En 1867, Richard Wallace, le plus célèbre collectionneur et philanthrope anglais de Paris, acquit, Le petit parc de Fragonard, lors de la succession de la comtesse Koucheleff. Aujourd’hui à la Wallace collection de Londres, cette petite huile sur toile représente, sur deux registres, une scène populaire à l’éclairage théâtral, et une perspective aristocratique lumineuse. Trois paysans, un couple et un jardinier, sont mis en scène devant la statue d’une femme gardée par des lions dans un grand parc abandonné…

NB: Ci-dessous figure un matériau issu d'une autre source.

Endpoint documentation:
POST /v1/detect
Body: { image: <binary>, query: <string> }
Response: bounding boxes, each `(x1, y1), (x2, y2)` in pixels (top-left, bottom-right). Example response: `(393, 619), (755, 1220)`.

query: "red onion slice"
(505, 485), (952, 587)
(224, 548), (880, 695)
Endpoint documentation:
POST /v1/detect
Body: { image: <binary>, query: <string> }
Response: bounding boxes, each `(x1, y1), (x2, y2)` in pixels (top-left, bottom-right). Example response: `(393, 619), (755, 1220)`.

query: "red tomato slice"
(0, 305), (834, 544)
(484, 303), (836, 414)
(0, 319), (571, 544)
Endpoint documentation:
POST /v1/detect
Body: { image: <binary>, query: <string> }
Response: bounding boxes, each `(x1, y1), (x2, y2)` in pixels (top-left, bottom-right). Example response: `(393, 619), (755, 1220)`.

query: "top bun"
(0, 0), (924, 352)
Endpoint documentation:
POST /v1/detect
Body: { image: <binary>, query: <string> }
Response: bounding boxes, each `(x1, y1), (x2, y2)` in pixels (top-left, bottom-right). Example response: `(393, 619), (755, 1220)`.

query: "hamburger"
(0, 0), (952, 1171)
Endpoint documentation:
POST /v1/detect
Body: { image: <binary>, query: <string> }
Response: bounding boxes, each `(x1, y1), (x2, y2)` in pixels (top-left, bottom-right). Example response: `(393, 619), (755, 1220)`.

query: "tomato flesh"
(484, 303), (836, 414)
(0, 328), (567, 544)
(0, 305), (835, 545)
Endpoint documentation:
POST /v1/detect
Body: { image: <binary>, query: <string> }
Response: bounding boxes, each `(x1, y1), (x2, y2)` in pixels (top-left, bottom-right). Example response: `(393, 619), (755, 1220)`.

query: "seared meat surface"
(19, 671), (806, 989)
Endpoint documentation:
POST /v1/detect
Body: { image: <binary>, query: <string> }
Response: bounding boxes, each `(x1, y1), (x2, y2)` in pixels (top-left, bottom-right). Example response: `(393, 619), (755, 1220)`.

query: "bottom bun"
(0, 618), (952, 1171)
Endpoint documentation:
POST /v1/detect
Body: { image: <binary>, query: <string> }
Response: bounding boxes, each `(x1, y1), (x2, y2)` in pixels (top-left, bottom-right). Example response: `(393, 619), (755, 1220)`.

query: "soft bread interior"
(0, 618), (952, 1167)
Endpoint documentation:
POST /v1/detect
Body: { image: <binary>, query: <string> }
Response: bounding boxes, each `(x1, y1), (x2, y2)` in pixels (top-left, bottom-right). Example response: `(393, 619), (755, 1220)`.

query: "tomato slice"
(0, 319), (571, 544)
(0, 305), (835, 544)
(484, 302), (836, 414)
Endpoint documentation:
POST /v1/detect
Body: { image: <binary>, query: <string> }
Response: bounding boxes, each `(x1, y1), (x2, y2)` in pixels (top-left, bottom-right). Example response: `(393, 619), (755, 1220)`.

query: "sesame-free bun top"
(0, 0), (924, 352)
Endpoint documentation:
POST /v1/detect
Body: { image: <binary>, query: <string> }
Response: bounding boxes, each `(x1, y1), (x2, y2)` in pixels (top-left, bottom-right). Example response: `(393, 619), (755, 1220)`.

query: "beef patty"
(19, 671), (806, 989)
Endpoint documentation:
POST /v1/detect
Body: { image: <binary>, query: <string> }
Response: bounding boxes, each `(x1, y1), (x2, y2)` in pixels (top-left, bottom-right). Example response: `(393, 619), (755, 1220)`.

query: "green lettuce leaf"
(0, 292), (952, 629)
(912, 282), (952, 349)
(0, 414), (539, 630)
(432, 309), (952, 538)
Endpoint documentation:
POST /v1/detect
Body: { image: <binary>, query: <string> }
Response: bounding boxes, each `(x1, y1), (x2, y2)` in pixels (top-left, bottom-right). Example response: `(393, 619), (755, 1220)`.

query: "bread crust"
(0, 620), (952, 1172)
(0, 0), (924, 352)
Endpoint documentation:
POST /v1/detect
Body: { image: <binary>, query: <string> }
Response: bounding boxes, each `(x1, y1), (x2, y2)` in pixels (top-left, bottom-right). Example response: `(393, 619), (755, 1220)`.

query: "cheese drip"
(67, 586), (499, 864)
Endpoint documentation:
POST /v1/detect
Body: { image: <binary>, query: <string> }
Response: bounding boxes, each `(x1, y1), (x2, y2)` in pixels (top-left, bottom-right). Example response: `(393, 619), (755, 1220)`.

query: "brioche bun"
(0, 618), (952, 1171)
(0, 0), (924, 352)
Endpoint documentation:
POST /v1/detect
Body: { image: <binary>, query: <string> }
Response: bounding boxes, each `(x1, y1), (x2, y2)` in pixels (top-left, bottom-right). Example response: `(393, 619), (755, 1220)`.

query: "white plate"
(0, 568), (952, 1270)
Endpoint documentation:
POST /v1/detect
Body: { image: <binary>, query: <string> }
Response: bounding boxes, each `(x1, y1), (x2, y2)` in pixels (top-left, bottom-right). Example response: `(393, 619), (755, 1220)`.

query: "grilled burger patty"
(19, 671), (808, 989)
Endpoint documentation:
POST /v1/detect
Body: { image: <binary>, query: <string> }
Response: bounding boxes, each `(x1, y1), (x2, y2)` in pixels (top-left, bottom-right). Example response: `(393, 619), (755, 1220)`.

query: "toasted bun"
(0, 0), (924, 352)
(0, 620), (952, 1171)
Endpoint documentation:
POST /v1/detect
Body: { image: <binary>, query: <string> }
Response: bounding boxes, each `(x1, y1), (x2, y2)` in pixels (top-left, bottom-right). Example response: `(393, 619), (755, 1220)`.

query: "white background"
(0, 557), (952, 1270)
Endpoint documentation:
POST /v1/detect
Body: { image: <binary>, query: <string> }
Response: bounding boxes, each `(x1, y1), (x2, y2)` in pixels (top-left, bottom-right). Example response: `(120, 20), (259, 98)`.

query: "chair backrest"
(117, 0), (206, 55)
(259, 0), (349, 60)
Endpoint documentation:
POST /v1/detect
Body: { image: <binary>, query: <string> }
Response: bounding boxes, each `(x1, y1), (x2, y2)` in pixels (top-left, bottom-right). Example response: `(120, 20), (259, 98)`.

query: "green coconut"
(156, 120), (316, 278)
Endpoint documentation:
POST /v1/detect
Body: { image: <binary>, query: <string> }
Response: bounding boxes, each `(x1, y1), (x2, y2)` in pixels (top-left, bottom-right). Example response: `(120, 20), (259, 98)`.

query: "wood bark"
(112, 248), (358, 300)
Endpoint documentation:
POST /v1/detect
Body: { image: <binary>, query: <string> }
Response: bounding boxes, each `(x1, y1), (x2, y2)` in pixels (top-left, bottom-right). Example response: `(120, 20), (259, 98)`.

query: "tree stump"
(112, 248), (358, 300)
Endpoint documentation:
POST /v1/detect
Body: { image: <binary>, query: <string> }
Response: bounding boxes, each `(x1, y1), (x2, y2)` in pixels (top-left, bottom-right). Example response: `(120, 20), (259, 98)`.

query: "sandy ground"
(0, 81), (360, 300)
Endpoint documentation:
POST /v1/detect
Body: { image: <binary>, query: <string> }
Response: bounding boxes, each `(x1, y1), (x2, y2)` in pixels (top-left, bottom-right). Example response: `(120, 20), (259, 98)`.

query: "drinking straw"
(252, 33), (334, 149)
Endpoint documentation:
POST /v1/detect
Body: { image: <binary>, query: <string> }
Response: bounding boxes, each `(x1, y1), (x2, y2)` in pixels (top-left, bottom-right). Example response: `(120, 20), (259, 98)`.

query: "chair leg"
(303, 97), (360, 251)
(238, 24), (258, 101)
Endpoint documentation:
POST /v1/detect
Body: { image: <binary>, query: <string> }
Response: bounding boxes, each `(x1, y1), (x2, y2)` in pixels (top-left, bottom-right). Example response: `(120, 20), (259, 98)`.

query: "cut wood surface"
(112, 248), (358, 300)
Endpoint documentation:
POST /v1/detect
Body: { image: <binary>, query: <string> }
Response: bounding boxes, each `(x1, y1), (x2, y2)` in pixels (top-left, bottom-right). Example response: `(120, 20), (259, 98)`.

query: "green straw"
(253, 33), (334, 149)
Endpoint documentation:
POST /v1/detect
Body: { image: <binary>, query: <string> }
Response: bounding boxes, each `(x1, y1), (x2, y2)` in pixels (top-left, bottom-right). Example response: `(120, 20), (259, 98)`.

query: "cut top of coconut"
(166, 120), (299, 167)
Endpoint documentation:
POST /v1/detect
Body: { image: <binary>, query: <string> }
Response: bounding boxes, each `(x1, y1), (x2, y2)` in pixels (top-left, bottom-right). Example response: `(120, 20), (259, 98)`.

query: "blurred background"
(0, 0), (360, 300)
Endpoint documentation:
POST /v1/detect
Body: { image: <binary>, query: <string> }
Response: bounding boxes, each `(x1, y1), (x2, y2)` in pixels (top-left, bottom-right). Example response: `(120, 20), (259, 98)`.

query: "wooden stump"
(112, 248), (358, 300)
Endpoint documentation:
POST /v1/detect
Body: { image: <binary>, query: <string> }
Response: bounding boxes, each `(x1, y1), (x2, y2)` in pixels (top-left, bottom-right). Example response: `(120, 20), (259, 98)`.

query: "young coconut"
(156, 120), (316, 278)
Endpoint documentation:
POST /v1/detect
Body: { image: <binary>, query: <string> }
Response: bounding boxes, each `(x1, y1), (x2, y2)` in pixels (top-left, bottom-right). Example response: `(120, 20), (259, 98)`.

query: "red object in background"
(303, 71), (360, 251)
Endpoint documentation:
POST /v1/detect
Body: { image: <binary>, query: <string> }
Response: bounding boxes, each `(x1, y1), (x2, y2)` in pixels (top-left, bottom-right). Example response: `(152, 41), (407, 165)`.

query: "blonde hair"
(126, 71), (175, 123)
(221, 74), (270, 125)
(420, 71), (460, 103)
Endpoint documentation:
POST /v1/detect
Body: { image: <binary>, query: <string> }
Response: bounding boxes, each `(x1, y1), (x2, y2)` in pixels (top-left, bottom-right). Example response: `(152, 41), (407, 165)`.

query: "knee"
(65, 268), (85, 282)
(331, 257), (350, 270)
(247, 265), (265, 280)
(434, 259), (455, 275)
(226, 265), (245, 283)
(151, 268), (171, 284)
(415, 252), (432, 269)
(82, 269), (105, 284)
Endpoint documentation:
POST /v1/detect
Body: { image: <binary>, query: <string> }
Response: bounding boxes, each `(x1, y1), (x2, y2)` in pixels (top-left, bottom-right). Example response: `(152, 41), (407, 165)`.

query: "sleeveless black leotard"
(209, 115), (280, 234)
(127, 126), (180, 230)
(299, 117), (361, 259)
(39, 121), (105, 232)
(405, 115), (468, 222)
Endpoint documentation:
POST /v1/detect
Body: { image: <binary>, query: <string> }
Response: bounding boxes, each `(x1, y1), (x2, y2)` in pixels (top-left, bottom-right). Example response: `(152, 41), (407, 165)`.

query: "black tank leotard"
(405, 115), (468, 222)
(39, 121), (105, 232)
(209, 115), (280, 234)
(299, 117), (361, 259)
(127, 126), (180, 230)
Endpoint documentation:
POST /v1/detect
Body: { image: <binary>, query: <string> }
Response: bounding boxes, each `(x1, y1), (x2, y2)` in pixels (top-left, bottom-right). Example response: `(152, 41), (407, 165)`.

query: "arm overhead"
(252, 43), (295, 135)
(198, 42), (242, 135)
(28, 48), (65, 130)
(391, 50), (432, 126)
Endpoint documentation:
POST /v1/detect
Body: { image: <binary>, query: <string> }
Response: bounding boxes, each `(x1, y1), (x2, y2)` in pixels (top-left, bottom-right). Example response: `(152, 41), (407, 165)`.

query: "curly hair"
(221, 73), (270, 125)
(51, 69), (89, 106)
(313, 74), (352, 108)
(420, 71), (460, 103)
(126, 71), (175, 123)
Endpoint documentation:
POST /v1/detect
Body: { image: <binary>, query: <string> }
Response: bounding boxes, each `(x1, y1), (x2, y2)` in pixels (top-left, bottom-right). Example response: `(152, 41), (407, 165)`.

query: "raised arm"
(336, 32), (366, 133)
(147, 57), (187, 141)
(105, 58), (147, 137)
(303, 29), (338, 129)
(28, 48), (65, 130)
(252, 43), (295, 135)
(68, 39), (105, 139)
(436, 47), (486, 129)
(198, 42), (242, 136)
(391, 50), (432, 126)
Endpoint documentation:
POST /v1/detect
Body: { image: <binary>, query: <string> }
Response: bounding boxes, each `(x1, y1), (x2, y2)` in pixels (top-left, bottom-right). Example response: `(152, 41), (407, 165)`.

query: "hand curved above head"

Fragonard a peint ce tableau à Paris, deux ou trois ans après son premier grand voyage en Italie. Lauréat du Grand Prix de l’Académie royale de peinture, il résidait à Rome et venait de rencontrer Hubert Robert et l’abbé de Saint Nom. Amateur d’art fortuné, graveur et érudit, l’abbé avait loué en 1760 la Villa d’Este du duc de Modène, à Tivoli. Pendant des mois les trois amis dessinèrent des sanguines de ces jardins alors négligés, exemple parfait des « giardini delle meraviglie » avec leurs statues, perspectives, terrasses et, omniprésent, le chant des fontaines.
Quelques unes de ces sanguines sont entrées dans les collections du musée de Besançon. On retrouve sur la toile de Londres plusieurs éléments architecturaux de la Villa : statue de la Sybille de la fontaine de l’Ovato, niche et sphinx de la fontaine des Dragons, balustres et statues de l’Escalier de la Gerbe au registre supérieur. La scène animée reprend la composition des diseuses de bonne aventure des caravagesques mais le cadre est largement ouvert sur le paysage proto-romantique. La roue de brouette évoque-t'elle la roue de Fortune ? L’échelle un passage ? Dans sa grotte, la Sybille garde le secret des destins et l’accès d’un pays merveilleux dans lequel un couple s’éloigne… qu’il s’agisse d’une amourette ou du sens de la vie on ne connaîtra jamais le rêve de Fragonard mais, longtemps après, son bel été de la Villa d’Este conserve sa magie intacte.